Uncaught UnicodeDecodeError exception fix
The UnicodeDecodeError
occurs in mailbox
module used in hyperkitty_import.py
when sender of given message cannot be decoded using ascii codec.
Problematic code in mailbox
module for Python >=3.11:
def get_message(self, key):
"""Return a Message representation or raise a KeyError."""
start, stop = self._lookup(key)
self._file.seek(start)
from_line = self._file.readline().replace(linesep, b'').decode('ascii') # This line throws UnicodeDecodeError if sender's address is possible to decode using ascii
string = self._file.read(stop - self._file.tell())
msg = self._message_factory(string.replace(linesep, b'\n'))
msg.set_unixfrom(from_line)
msg.set_from(from_line[5:])
return msg
And for Python <3.11:
def get_message(self, key):
"""Return a Message representation or raise a KeyError."""
start, stop = self._lookup(key)
self._file.seek(start)
from_line = self._file.readline().replace(linesep, b'')
string = self._file.read(stop - self._file.tell())
msg = self._message_factory(string.replace(linesep, b'\n'))

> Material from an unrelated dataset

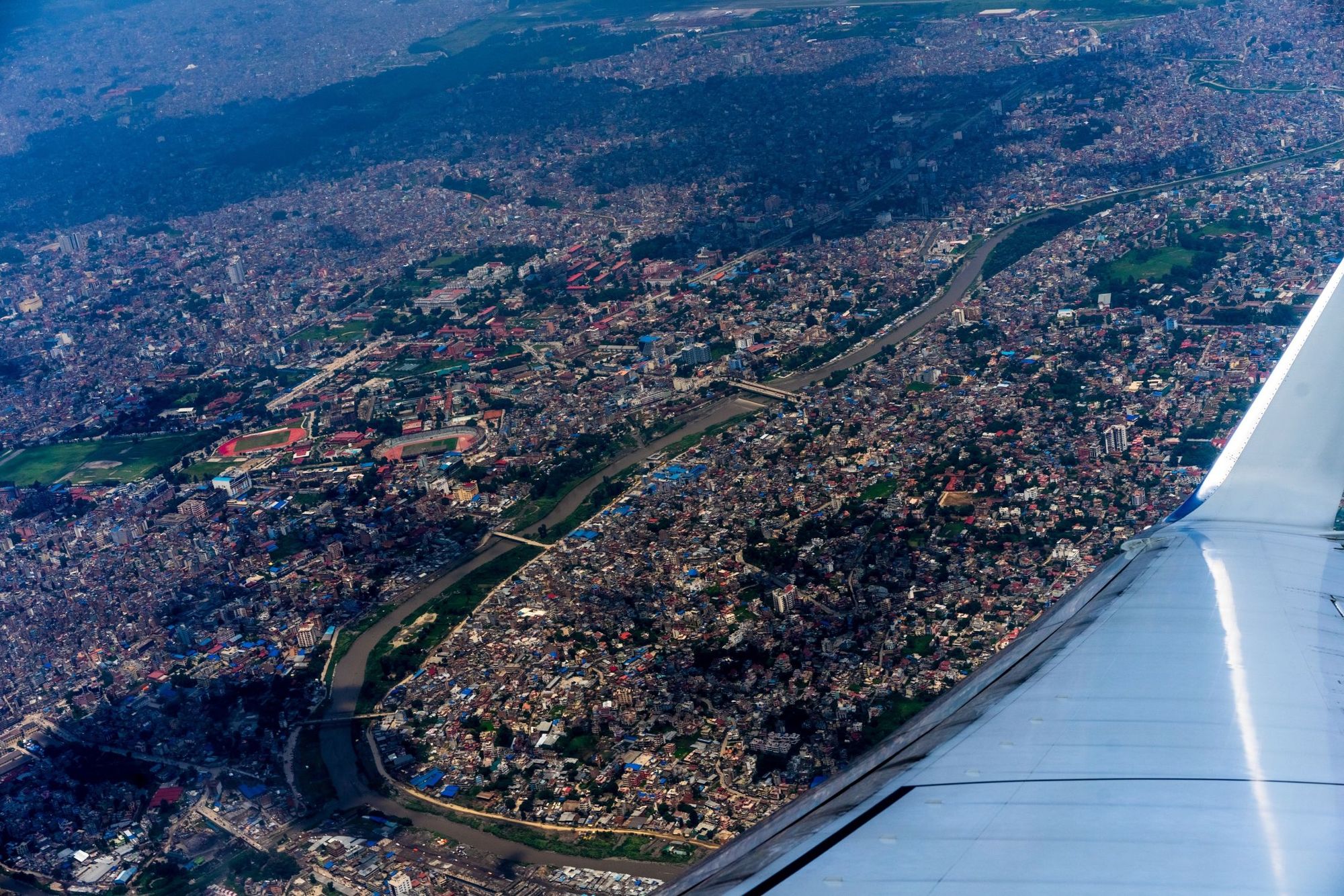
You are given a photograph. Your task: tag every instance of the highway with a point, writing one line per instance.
(338, 742)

msg.set_from(from_line[5:].decode('ascii')) # This line throws UnicodeDecodeError
return msg
As the result of exception, the whole import is being interrupted and all remaining emails are not being imported. What I would expect is that when such exception occurs, the specific email that caused it is being skipped, and the import continues. This is what I've propose in this PR. It is in a way a duplicate of !615 (merged) but it addresses the problem in a different way.